Панфил с затаенной усмешкой покосился на Мешкова.
Хм! Не очень-то похоже, чтобы дядя Мардарий даже и в молодости мог крутиться легко на трапециях, да еще «похлеще» нынешних бойцов-пограничников.
И, не отдавая себе ясного отчета, зачем он это делает, Панфил соскочил с верстака и выбежал на плац, улучив как раз такой момент, когда старшина вышагивал, повернувшись к нему спиной,
Он добежал до ближайшего бума, сделал стойку на руках и так, вниз головой, влез на шатающийся брус, озорно побалтывая в воздухе ногами.
А старшина, словно кто ему подсказал, оглянулся. Как раз в тот момент, когда Панфил опрокинулся на руки.
Теперь он стоял, спокойно наблюдая, как, проделав эффектный соскок с бума, Панфил встал на ноги и козырнул неизвестно кому.
— Боец Гуськов, подойдите.
Кое-как заправив выбившуюся из-под ремня нижнюю рубаху, в которой он столярничал под навесом, Панфил послушно приблизился к старшине. Уже по всем правилам устава внутренней службы.
— Так, боец Гуськов, — медленно проговорил старшина, — так, значит, цирк на занятиях по физподготовке разыгрываете?
— Разрешите доложить, товарищ старшина! — не мигнув глазом, отчеканил Панфил. — По приказанию начальника погранзаставы я сегодня прикомандирован к шефской бригаде и от занятий по физподготовке освобожден.
— Тогда почему вы, боец Гуськов, оказались на буме и вниз головой?
Гуськов молча шевельнул плечами. Ответить было нечего.
— Я жду.
— Разрешите вернуться к исполнению обязанностей, возложенных сегодня на меня, — помогать шефам, после обеда отдохнуть и выступить, согласно расписанию, с ночным нарядом по охране государственной границы?
Старшина козырнул.
— Разрешаю. — И, чуть наклонясь, отечески упрекнул: — Вы могли бы извиниться передо мной, боец Гуськов.
— Извините, товарищ старшина! — уже с полной искренностью выговорил Панфил.
Возвращаясь под навес, растерянный и сконфуженный Панфил увидел, как к Мешкову подошел начальник заставы и что то взволнованно стал ему говорить. Панфил заторопился
Должно быть, случилась какая-то беда. Мардарий Сидорович стоял, понурив голову. Губы у него вздрагивали.

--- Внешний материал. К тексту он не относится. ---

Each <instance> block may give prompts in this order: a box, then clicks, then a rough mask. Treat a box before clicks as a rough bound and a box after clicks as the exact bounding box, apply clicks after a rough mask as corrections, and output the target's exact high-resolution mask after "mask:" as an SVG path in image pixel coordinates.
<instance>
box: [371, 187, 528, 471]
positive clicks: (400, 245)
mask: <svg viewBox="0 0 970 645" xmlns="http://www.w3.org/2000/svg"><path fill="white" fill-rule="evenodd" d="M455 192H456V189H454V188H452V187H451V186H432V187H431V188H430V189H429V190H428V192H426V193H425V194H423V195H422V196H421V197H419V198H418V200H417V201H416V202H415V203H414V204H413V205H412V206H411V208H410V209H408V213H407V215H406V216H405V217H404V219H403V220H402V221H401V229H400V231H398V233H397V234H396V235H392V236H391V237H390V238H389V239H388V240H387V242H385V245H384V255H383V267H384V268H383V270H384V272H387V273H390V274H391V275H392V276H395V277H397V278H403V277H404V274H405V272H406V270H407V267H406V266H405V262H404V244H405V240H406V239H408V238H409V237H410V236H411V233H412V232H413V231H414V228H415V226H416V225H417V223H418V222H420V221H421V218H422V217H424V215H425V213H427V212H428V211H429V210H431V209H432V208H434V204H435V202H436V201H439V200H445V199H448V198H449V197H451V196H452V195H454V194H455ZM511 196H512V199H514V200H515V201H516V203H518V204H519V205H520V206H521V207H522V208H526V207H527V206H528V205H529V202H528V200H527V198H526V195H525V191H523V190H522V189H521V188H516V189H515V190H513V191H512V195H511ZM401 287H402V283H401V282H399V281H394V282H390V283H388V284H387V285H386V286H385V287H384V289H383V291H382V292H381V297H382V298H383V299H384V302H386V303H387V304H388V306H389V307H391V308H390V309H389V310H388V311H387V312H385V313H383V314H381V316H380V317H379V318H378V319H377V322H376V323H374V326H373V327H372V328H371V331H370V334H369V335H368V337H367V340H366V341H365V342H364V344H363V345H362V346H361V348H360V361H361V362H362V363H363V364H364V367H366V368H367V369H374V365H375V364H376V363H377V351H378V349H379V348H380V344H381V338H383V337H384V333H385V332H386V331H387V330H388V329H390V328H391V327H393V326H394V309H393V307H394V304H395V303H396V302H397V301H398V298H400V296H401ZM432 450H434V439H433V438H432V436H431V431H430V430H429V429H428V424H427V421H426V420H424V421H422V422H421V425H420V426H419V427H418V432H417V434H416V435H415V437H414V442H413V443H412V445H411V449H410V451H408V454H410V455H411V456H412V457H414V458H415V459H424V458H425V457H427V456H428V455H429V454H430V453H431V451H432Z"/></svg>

— … подробнее сам ничего не знаю, — рассказывал начальник заставы, бросив взгляд в сторону подошедшего Панфила и автоматически вскинув руку к козырьку фуражки в ответ на его приветствие. — Звонок по телефону. Из дивизии помполит. Передайте, мол, Мешкову, столяру нашему, что его жена тяжело ранена…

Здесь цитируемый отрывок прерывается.